KABUL: Officials from Afghanistan and the United States on Tuesday signed a long-delayed security agreement to allow American troops to stay in the country after the end of the year, fulfilling a campaign promise by new President Ashraf Ghani.

Afghan National Security Adviser Hanif Atmar and US Ambassador James Cunningham signed the bilateral security agreement in a televised ceremony at the presidential palace, one day after Mr Ghani was inaugurated as president.

“As an independent country... we signed this agreement for stability, goodwill, and prosperity of our people, stability of the region and the world,” Mr Ghani said in a speech after the signing.

Mr Cunningham said the pact showed that the US remained committed to Afghanistan, where foreign forces helped provide security since the 2001 toppling of the Taliban government.

“It is a choice by the United States to continue cooperating with our Afghan partners on two important security missions: training and equipping Afghan forces and supporting cooperation against terrorism,” Mr Cunningham said.

Minutes after the security pact was signed, a similar agreement with Nato was ratified to allow the alliance’s European members to contribute to a residual foreign force.

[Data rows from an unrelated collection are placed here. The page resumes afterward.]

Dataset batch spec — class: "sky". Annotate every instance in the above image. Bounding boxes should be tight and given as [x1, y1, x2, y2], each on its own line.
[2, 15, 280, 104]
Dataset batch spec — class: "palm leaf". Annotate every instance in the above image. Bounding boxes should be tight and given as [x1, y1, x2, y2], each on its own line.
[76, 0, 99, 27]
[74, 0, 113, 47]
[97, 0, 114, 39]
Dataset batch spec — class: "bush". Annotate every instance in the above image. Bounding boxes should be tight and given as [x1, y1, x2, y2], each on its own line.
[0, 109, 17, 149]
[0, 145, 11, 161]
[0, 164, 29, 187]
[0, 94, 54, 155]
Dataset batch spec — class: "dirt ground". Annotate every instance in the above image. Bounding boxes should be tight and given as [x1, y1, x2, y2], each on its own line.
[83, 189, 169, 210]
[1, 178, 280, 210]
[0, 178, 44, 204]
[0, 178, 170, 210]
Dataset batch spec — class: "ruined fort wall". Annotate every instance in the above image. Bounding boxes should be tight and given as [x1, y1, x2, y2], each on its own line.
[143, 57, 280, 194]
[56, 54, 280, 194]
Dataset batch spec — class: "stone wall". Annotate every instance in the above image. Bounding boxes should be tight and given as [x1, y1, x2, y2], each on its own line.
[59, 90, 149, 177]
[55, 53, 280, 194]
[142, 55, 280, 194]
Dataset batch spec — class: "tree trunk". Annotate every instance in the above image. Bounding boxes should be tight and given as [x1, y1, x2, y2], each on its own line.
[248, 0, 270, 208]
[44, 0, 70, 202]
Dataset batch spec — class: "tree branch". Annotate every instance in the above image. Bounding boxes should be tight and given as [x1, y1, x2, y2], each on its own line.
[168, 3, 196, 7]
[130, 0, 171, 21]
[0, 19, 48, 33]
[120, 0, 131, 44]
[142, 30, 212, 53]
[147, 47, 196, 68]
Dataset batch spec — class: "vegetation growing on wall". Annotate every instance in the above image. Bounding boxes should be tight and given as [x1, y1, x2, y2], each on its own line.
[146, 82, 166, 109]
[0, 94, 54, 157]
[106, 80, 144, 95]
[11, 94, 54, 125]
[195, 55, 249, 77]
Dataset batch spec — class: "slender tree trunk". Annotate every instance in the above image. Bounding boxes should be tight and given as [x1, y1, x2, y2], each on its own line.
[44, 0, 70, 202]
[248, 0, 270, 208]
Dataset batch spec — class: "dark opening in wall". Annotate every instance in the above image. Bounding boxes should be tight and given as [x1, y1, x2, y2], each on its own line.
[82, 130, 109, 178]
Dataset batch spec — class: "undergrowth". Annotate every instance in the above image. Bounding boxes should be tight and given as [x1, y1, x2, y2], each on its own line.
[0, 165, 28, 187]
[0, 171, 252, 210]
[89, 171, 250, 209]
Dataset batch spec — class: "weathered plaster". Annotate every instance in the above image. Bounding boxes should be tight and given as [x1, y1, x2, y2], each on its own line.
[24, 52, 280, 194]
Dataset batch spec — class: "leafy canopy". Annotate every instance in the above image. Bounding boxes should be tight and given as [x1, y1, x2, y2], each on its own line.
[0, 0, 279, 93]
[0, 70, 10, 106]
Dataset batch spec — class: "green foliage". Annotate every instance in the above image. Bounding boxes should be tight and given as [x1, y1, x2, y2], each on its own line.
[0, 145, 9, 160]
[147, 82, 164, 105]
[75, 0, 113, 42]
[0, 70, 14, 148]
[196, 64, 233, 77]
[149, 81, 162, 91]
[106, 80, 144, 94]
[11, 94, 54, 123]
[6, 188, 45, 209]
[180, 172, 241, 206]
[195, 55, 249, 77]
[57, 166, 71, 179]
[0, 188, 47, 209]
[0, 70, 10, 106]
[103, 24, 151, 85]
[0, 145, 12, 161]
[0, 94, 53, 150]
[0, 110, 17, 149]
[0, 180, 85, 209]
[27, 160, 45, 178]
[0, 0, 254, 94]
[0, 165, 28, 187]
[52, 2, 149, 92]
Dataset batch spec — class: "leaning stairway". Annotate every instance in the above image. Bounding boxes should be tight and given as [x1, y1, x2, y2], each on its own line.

Mr Ghani said in his speech that the agreement did not compromise Afghanistan’s sovereignty and that either side had the right to withdraw from the pact within two years.


American forces will control nine bases and will have immunity from Afghan courts


“The right to use force will be based on decisions by the Afghan government,” he said. “Our airspace will be under our own control. International forces will not be able to enter mosques or other holy sites.”

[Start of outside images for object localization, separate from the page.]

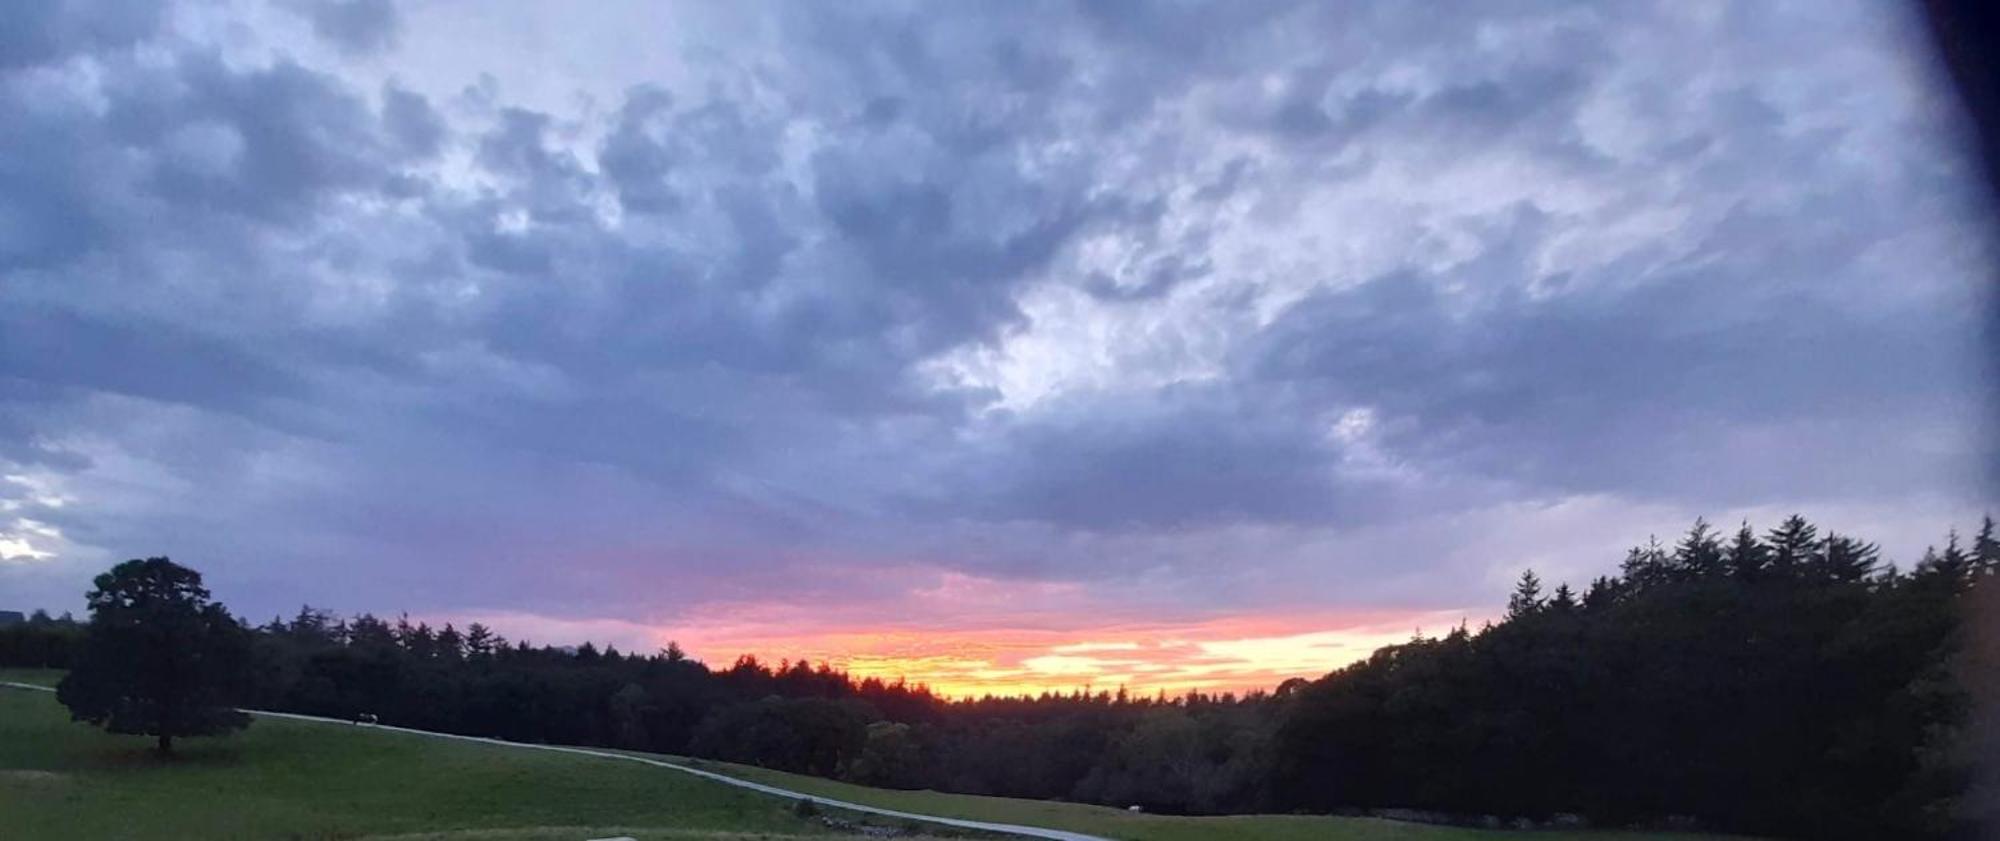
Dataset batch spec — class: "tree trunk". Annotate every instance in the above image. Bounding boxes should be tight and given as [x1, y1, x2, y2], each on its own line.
[157, 731, 173, 757]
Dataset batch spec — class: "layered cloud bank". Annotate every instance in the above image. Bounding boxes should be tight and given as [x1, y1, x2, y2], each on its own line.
[1, 0, 1993, 694]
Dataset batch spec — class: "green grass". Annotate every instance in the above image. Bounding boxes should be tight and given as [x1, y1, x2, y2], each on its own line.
[640, 755, 1757, 841]
[0, 666, 64, 687]
[0, 684, 879, 841]
[1, 673, 1757, 841]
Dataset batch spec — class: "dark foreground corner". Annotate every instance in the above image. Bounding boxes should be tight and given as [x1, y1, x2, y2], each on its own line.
[1918, 1, 2000, 838]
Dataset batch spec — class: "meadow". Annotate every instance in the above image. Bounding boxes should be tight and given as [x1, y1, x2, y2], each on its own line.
[0, 675, 854, 841]
[648, 753, 1756, 841]
[2, 671, 1754, 841]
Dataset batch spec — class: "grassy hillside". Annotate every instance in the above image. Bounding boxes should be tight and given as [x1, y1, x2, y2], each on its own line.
[1, 666, 62, 687]
[645, 755, 1755, 841]
[0, 682, 872, 841]
[1, 672, 1754, 841]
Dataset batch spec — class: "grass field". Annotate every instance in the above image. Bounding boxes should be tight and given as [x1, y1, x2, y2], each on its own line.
[643, 755, 1754, 841]
[1, 670, 1753, 841]
[0, 678, 877, 841]
[1, 666, 62, 687]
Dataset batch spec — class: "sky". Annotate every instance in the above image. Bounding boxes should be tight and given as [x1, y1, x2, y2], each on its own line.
[1, 0, 1995, 697]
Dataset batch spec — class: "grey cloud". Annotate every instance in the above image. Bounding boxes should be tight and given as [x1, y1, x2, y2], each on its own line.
[382, 83, 446, 159]
[1244, 227, 1987, 505]
[292, 0, 400, 57]
[476, 108, 596, 225]
[0, 43, 456, 414]
[0, 0, 163, 70]
[598, 86, 681, 215]
[0, 0, 1987, 627]
[0, 91, 107, 271]
[954, 393, 1378, 530]
[464, 227, 554, 277]
[76, 51, 425, 229]
[0, 304, 304, 412]
[597, 87, 789, 219]
[0, 383, 94, 471]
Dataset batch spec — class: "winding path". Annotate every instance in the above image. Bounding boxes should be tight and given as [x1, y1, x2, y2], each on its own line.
[1, 681, 1111, 841]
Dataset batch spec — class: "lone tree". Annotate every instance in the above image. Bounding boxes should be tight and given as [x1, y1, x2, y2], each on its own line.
[56, 557, 251, 756]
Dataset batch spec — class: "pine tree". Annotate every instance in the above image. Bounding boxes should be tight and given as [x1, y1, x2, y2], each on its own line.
[1583, 575, 1622, 610]
[1621, 538, 1672, 590]
[1674, 518, 1725, 579]
[1973, 515, 1998, 576]
[1925, 532, 1973, 588]
[1507, 569, 1545, 619]
[1725, 520, 1769, 580]
[1817, 533, 1880, 583]
[1766, 515, 1822, 579]
[1549, 583, 1578, 611]
[465, 623, 497, 659]
[348, 613, 395, 649]
[288, 605, 335, 643]
[407, 622, 437, 660]
[1910, 538, 1973, 594]
[436, 623, 465, 662]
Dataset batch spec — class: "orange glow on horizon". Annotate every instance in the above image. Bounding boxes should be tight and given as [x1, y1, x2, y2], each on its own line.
[660, 609, 1488, 698]
[456, 608, 1494, 697]
[450, 572, 1492, 699]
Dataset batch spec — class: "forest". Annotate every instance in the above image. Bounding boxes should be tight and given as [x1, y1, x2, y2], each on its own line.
[5, 514, 1994, 840]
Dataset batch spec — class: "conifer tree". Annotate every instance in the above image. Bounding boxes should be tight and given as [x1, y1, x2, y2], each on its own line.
[1506, 569, 1545, 618]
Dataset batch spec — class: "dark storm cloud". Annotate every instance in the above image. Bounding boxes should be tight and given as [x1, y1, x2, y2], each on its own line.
[0, 0, 1988, 626]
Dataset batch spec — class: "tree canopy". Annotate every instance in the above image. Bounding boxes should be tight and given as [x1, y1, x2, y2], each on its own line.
[54, 557, 252, 756]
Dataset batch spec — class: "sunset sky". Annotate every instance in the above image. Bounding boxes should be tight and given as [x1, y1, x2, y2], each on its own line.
[2, 0, 1994, 697]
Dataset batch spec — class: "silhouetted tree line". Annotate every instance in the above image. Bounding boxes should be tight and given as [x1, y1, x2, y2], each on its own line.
[0, 608, 82, 668]
[1278, 515, 1997, 839]
[3, 515, 1991, 839]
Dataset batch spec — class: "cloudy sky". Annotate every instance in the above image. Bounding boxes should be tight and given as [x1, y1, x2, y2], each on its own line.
[2, 0, 1994, 695]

Mr Ghani was inaugurated on Monday and called on the Taliban to join peace talks. He formed a unity government with election rival Abdullah Abdullah after a prolonged standoff over vote results that ended in a deal to make Mr Ghani president and Mr Abdullah a chief executive in the government with broad powers.

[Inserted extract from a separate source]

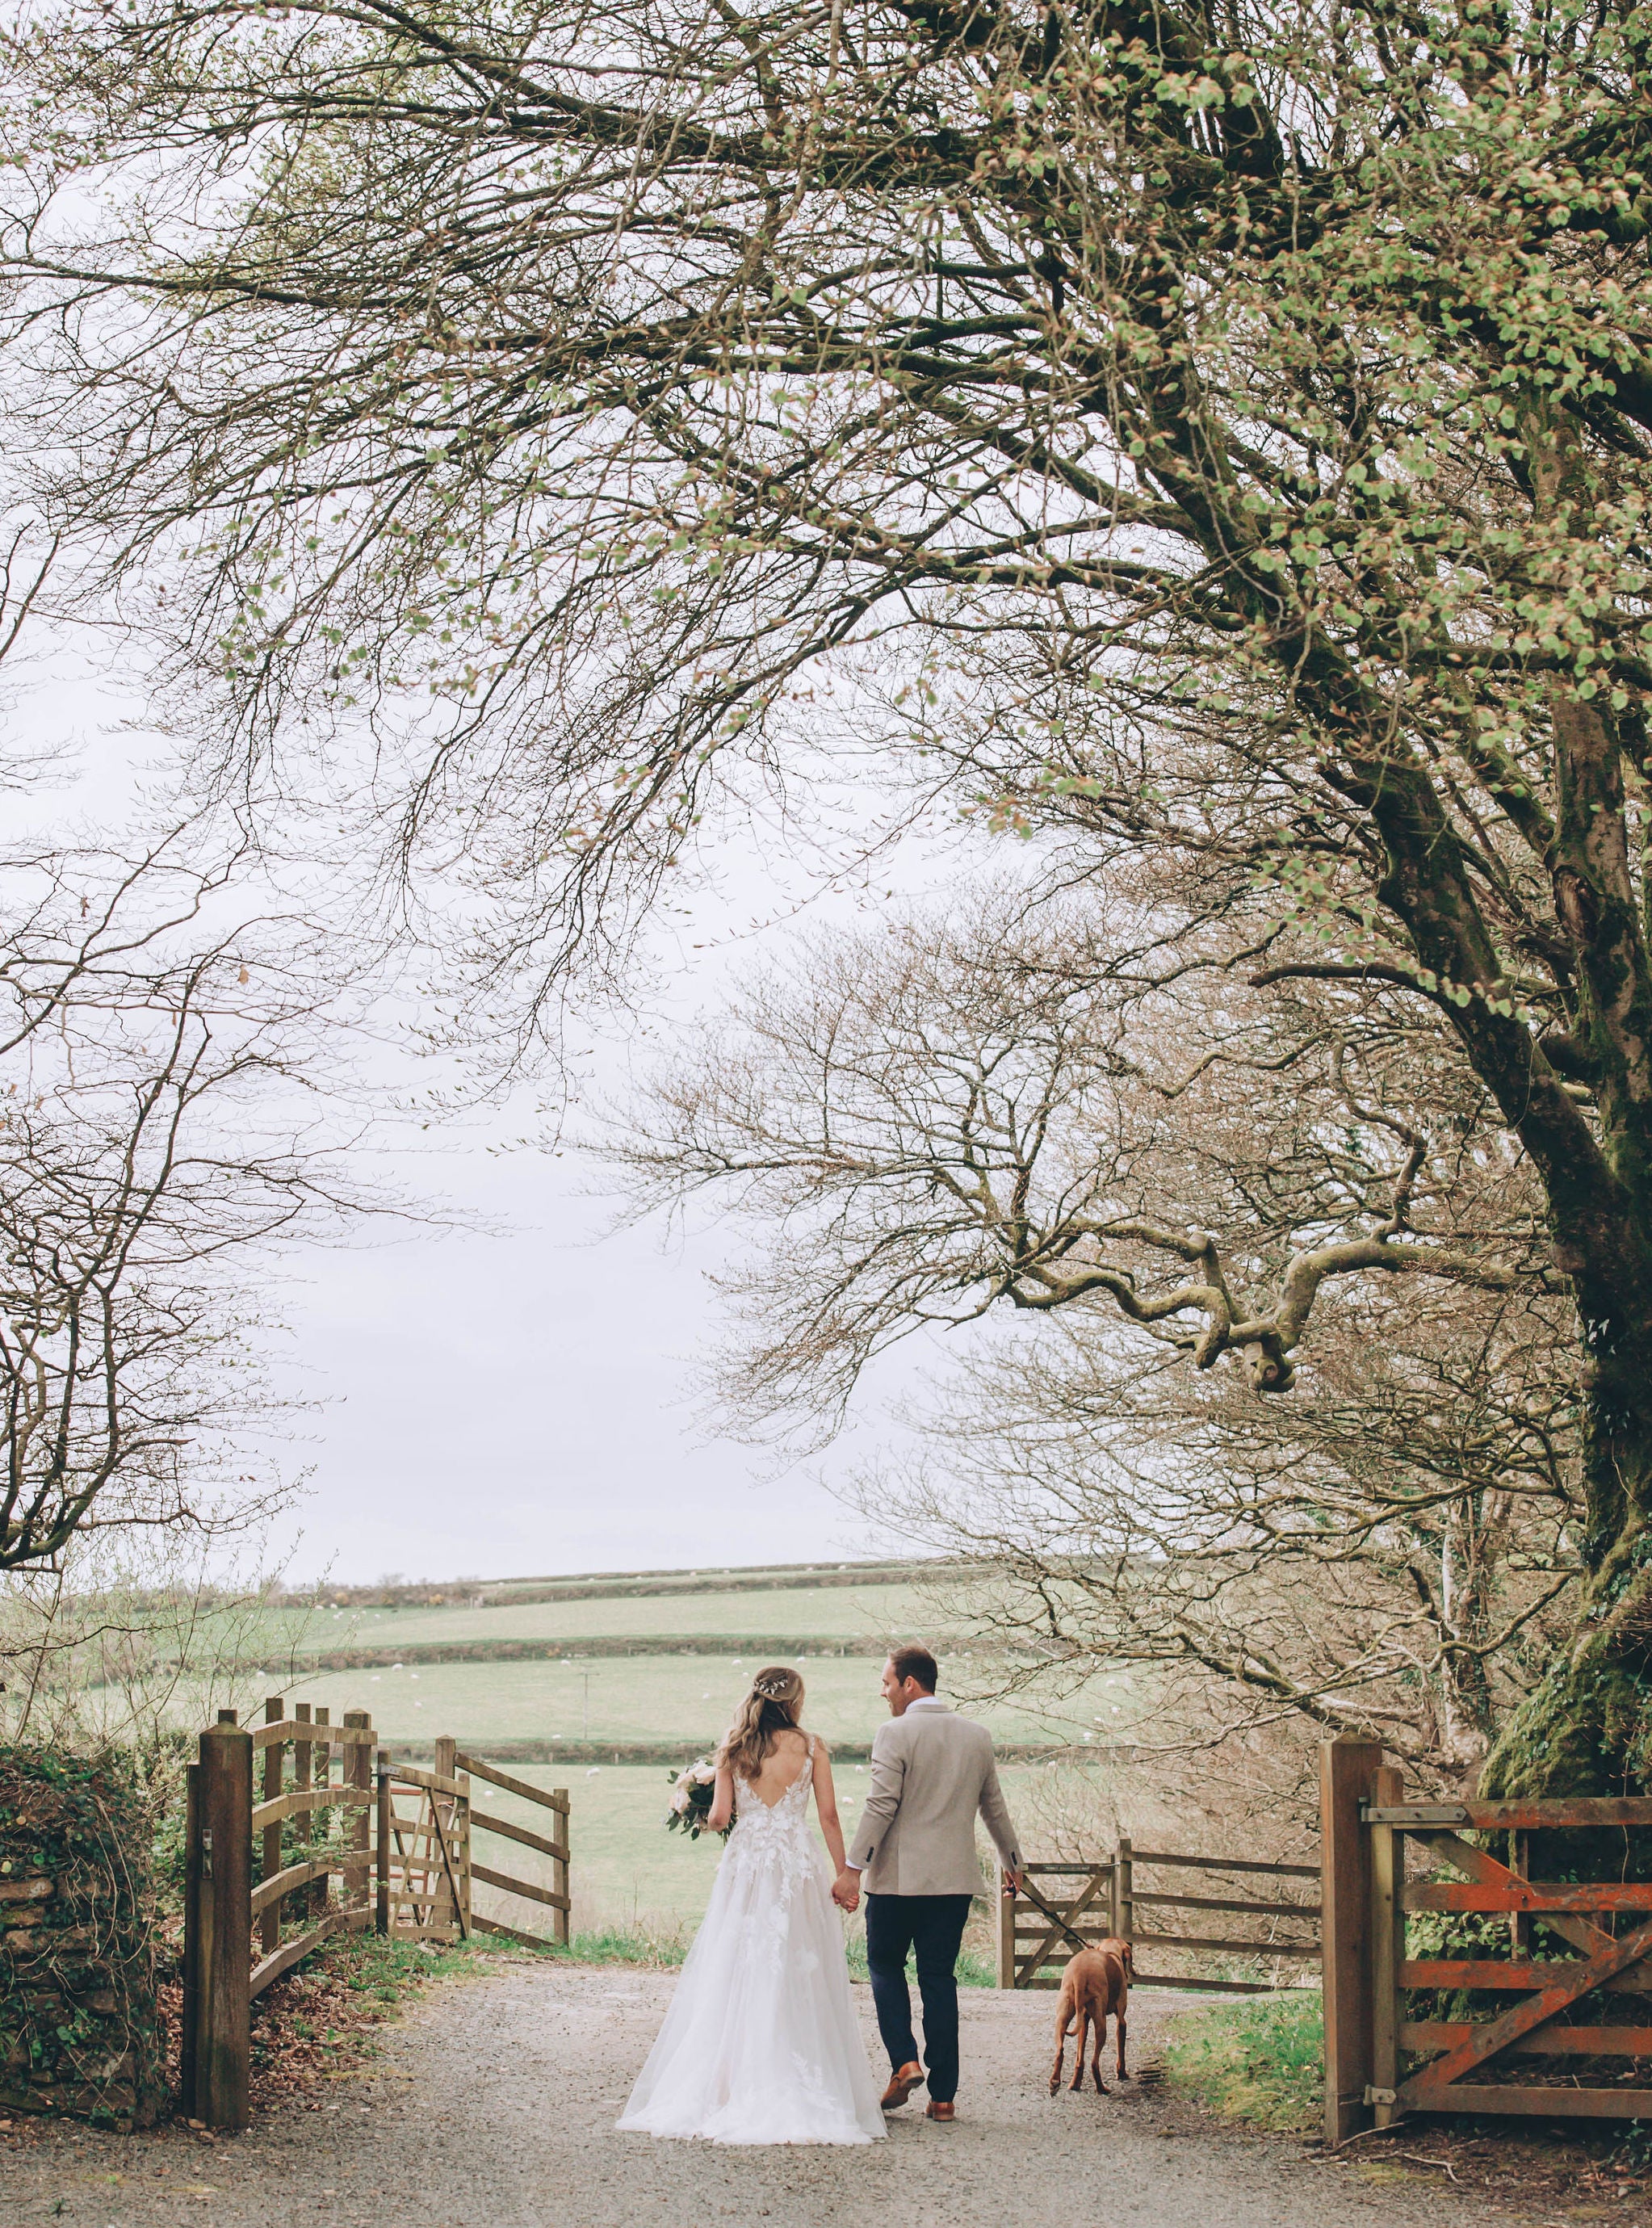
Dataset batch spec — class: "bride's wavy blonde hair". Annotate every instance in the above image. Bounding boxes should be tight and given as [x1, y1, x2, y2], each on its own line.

The Taliban, fighting to oust foreign forces and the US-backed government, have taken advantage of the paralysis in Kabul to launch attacks in an attempt to regain strategic territory in provinces such as Helmand in the south and Kunduz in the north.

The Taliban denounced on Tuesday the agreement and described it as a “sinister” plot by the US to control Afghanistan and restore its “international credibility” as a military superpower.

“Under the name of the security agreement, today Americans want to prepare themselves for another non-obvious and very dangerous fight,” the Taliban said in a statement emailed to the media.

“With their bulk of artifices and deceptions they want to hoodwink the people. They think that the Afghan people do not know about their conspiracies and their sinister goals.”

Dawn Correspondent Anwar Iqbal adds from Washington: Welcoming the security pact, President Barack Obama said it “provides our military service members the necessary legal framework to carry out two critical missions after 2014: targeting the remnants of Al Qaeda and training, advising, and assisting Afghan National Security Forces”.

He said the agreement laid “the foundation for a partnership that will help advance our shared interests and the long-term security of Afghanistan”.

The outgoing Afghan president, Hamid Karzai, had delayed the signing for two years, insisting that it was not in Afghanistan’s interest to do so.

According to documents released in Washington, the agreement calls for the deployment of around 10,000 US troops in Afghanistan for another 10 years. America’s Nato partners will also contribute to this force.

The US forces will have nine bases in the country, including in provinces that border Iran and Pakistan. They will have immunity from Afghan courts.

The agreement will restore “full sovereignty” to Afghanistan on Jan 1, 2015. Since the US invasion in October 2001, Afghanistan has had only “limited sovereignty”.

The pact retains an arrangement President Karzai made with the United States in October 2013, which forbids US from carrying out attacks on Afghan soil without first consulting the Afghan authorities.

It also retains an understanding the US reached with Afghanistan in October 2013: US forces would not protect Afghanistan from external attack because it could get mired in a war with Pakistan.

President Obama said the agreement was “an invitation from the Afghan government to strengthen the relationship we have built over the past 13 years”.